3. Key Contributions

• Causal Link Established: This is the first study to provide causal evidence that circadian misalignment directly drives myopic eye growth, moving beyond observational correlations.
• Conservation Across Species: Demonstrated that the relationship between circadian timing and refractive development is conserved from humans to mice.
• Mechanistic Insight: Identified specific molecular pathways (mitochondrial and hypoxia-related) in the retina associated with circadian disruption, distinct from the classical dopamine pathway.
• Adult Plasticity: Challenged the dogma that refractive plasticity is limited to early childhood, showing that circadian misalignment can induce myopia and be reversed in young adult mice.

4. Key Results

Human Findings

• Late Chronotype & Myopia: A robust, dose-dependent association was found where late chronotypes (evening types) had significantly higher odds of myopia.
  • Estonian Biobank: Extreme late chronotype (P95-100) had an Odds Ratio (OR) of 1.09 for myopia compared to intermediate types.
  • UK Biobank: Evening chronotypes had an OR of 1.07 for myopia.
• Early Chronotype & Hyperopia: Conversely, early chronotypes (morning types) were associated with a higher risk of hyperopia (farsightedness).
• Robustness: These associations persisted even after adjusting for educational attainment, a known confounder for myopia.

Animal Findings

• T26 Induces Myopia: Mice housed in the lengthened cycle (T26) developed a significant myopic shift compared to T24 controls. This effect was observed in both full and skeleton photoperiods, confirming the driver is the timing of the cycle, not just light duration.
• T22 Effect: The shortened cycle (T22) did not induce myopia; refractive development remained similar to controls.
• Biometry: The myopic shift in T26 mice was driven by axial elongation, though the absolute changes were small and difficult to detect individually, the refractive error change was statistically significant.
• Molecular Mechanisms (RNA-seq):
  • T26 (Myopic): Retinas showed downregulation of mitochondrial oxidative phosphorylation and translational pathways, and upregulation of hypoxia-related plasticity pathways. Changes were distributed across multiple cell classes, with enrichment in photoreceptors and astrocytes.
  • T22: Showed enrichment in synaptic plasticity and pro-survival pathways but did not result in myopia.
  • Dopamine: Unlike traditional form-deprivation myopia models, T26-induced myopia was not associated with altered retinal dopamine levels, suggesting a dopamine-independent mechanism.
• Reversibility: Switching adult mice (P56) from T24 to T26 induced myopia, and switching from T26 back to T24 reversed the phenotype, proving that circadian-driven refractive plasticity persists into young adulthood.

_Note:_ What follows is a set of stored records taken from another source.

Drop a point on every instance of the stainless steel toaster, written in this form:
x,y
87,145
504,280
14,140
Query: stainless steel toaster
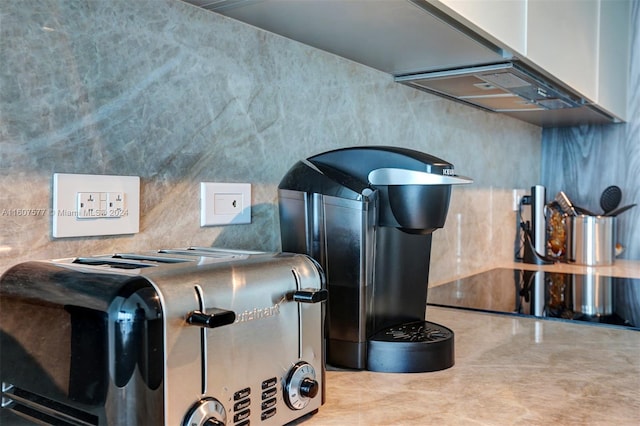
x,y
189,337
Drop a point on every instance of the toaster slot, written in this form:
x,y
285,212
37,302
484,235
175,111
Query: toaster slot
x,y
157,259
107,262
43,410
127,261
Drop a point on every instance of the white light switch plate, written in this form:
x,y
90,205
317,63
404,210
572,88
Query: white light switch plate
x,y
95,205
225,203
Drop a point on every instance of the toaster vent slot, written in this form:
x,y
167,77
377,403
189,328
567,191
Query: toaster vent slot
x,y
44,410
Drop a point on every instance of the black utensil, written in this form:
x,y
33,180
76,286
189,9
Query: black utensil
x,y
617,211
584,211
610,198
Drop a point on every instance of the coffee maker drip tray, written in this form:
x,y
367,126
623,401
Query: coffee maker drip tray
x,y
413,347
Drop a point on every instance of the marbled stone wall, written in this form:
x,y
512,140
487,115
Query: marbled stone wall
x,y
178,95
583,161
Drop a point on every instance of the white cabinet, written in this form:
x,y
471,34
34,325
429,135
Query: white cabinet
x,y
613,58
500,20
562,39
582,43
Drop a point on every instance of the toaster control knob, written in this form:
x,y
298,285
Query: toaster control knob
x,y
206,412
301,386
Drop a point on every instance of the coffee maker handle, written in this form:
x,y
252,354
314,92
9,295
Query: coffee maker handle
x,y
395,176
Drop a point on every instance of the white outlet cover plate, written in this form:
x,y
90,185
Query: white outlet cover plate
x,y
225,203
66,222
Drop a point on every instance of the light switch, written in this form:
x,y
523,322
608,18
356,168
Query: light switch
x,y
225,203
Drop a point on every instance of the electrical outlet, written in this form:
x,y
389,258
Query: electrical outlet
x,y
88,205
517,196
225,203
95,205
115,204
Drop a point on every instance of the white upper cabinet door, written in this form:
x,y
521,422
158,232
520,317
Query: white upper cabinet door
x,y
503,20
563,39
614,56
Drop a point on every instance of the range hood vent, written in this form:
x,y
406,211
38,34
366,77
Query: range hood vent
x,y
421,47
505,87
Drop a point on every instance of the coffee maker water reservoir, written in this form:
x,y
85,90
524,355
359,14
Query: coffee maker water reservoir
x,y
366,214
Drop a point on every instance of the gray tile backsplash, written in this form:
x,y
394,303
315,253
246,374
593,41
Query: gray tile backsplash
x,y
178,95
584,160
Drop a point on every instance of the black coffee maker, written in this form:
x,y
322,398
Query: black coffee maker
x,y
366,214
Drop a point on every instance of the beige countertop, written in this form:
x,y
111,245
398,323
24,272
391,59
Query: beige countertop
x,y
508,370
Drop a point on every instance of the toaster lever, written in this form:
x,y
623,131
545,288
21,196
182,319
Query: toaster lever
x,y
213,318
310,295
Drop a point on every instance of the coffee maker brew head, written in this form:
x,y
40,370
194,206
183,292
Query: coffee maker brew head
x,y
414,187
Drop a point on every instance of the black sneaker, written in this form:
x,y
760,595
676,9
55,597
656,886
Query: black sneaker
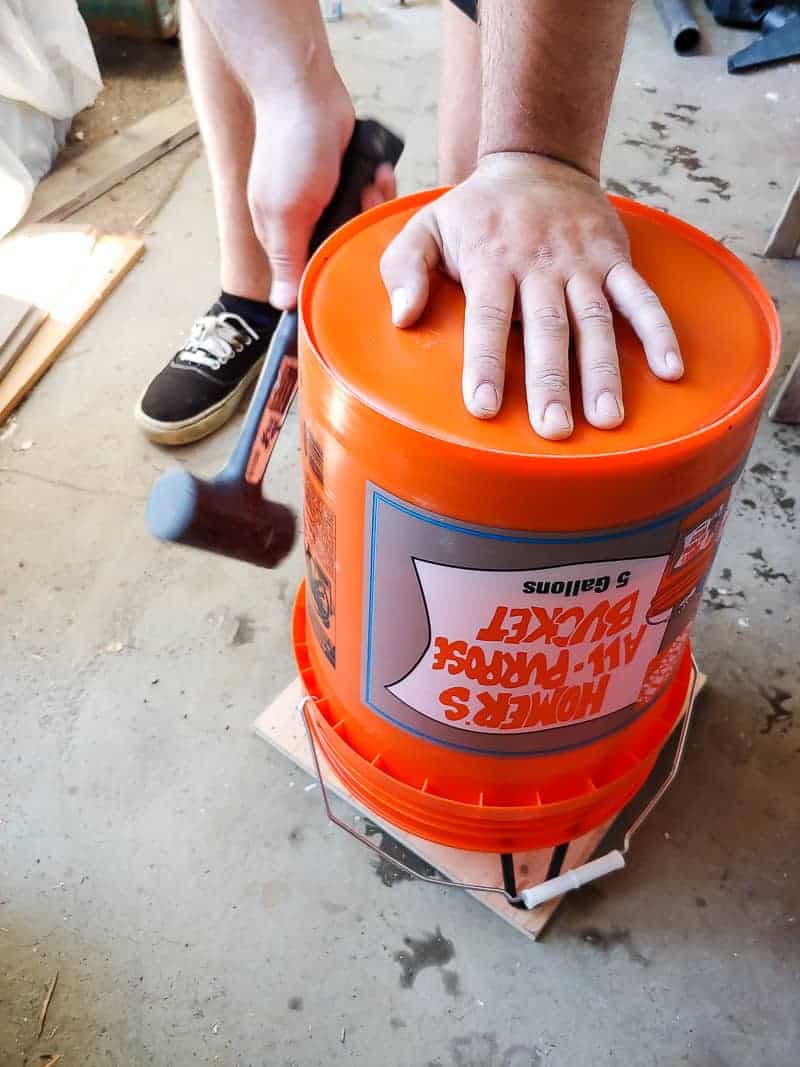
x,y
201,386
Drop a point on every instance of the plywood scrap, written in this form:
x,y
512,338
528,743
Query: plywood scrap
x,y
97,170
89,266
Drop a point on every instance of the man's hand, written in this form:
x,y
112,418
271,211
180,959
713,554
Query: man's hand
x,y
303,120
297,155
526,233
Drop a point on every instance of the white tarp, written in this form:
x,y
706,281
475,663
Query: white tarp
x,y
48,73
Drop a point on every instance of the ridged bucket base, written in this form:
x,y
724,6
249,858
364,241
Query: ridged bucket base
x,y
478,827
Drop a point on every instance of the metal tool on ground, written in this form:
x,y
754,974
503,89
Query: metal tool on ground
x,y
228,514
780,26
680,24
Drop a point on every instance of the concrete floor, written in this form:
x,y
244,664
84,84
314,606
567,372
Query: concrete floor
x,y
172,866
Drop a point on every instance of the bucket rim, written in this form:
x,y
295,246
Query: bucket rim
x,y
685,443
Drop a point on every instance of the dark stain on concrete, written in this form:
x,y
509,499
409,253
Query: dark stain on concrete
x,y
718,601
621,190
607,940
650,189
434,950
719,186
245,631
780,716
686,120
769,573
681,155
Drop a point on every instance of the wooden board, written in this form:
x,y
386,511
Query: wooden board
x,y
282,727
97,170
15,341
784,239
85,283
13,313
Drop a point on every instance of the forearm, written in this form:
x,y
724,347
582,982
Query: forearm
x,y
271,45
548,69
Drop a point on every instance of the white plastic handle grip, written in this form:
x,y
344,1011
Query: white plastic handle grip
x,y
573,879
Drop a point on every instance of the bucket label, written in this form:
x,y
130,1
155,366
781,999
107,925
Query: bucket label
x,y
319,537
508,642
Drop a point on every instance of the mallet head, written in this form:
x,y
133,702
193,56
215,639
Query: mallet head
x,y
222,515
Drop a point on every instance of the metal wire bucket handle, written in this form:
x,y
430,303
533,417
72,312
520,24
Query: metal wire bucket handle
x,y
550,888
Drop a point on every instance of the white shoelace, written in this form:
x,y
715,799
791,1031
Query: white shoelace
x,y
216,339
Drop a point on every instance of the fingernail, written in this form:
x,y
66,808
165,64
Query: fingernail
x,y
673,363
607,408
400,305
557,419
484,400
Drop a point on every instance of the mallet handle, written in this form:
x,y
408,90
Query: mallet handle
x,y
370,145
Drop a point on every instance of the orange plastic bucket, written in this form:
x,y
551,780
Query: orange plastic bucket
x,y
495,628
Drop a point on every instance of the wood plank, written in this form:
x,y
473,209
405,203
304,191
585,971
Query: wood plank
x,y
13,313
110,259
786,404
282,727
785,237
97,170
21,335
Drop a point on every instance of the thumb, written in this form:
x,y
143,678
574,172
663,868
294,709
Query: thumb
x,y
405,268
286,241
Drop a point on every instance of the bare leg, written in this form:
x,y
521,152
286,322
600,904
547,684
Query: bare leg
x,y
459,100
225,118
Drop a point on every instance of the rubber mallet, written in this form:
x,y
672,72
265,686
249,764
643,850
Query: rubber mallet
x,y
227,513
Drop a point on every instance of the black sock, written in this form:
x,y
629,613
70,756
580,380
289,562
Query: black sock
x,y
258,314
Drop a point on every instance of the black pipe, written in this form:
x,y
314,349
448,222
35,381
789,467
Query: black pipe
x,y
681,26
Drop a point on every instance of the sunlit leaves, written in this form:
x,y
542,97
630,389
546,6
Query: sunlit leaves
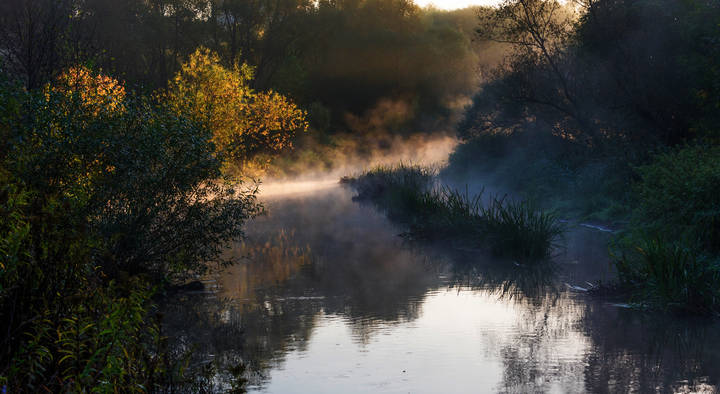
x,y
244,122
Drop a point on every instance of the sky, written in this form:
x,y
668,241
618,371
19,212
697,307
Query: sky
x,y
454,4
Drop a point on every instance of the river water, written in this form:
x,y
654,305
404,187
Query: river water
x,y
331,300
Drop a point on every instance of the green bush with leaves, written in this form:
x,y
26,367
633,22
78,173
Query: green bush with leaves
x,y
678,194
97,208
515,229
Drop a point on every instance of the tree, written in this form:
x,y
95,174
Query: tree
x,y
244,122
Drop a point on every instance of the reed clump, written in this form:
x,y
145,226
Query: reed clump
x,y
411,196
671,276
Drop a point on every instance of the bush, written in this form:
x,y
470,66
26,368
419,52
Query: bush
x,y
98,206
514,229
678,193
670,275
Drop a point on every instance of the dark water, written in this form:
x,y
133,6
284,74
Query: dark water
x,y
331,300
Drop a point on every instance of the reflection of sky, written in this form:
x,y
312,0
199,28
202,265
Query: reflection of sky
x,y
457,344
332,300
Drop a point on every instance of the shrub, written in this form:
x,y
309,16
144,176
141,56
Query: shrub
x,y
671,275
678,193
97,207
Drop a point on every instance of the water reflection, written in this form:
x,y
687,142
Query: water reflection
x,y
331,300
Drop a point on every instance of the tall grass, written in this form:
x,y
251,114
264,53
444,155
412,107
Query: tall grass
x,y
507,228
520,230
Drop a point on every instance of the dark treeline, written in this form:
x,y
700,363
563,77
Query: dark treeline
x,y
121,123
344,56
612,115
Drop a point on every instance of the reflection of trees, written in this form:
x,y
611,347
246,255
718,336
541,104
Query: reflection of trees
x,y
633,351
356,268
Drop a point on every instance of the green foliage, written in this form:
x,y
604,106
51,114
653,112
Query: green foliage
x,y
98,206
512,229
678,192
520,230
670,275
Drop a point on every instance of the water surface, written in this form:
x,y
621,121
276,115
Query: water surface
x,y
331,299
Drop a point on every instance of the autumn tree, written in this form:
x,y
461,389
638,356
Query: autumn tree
x,y
96,91
245,123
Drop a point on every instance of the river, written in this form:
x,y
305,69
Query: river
x,y
329,299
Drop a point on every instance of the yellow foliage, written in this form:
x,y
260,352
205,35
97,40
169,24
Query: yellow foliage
x,y
96,91
244,122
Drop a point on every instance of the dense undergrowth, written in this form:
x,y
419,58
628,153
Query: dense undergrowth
x,y
632,144
409,195
105,199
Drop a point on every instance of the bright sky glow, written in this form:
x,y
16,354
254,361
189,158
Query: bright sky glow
x,y
455,4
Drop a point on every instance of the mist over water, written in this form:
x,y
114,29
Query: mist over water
x,y
330,299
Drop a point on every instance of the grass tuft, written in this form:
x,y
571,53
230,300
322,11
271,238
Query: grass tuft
x,y
672,276
408,195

5. Significance and Implications

• Public Health: The study identifies circadian misalignment as a modifiable risk factor for myopia. This suggests that strategies promoting circadian-aligned sleep-wake behaviors and appropriate light exposure timing (e.g., reducing evening light exposure) could complement existing recommendations for outdoor time to prevent myopia.
• Therapeutic Potential: The discovery that adult eyes retain plasticity in response to circadian cues opens new avenues for treating or reversing myopia in older children and young adults, a demographic previously thought to be beyond the window of refractive intervention.
• Biological Mechanism: By linking myopia to mitochondrial dysfunction and hypoxia pathways rather than just dopamine, the study provides new molecular targets for future drug development.
• Societal Context: The findings offer a biological explanation for the rising myopia rates in modern societies, where artificial lighting and late-night activities (leading to late chronotypes) are prevalent.

In conclusion, the paper establishes that the timing of light exposure relative to the internal circadian clock is a critical determinant of eye growth, with late chronotypes and circadian misalignment serving as significant drivers of myopia across species.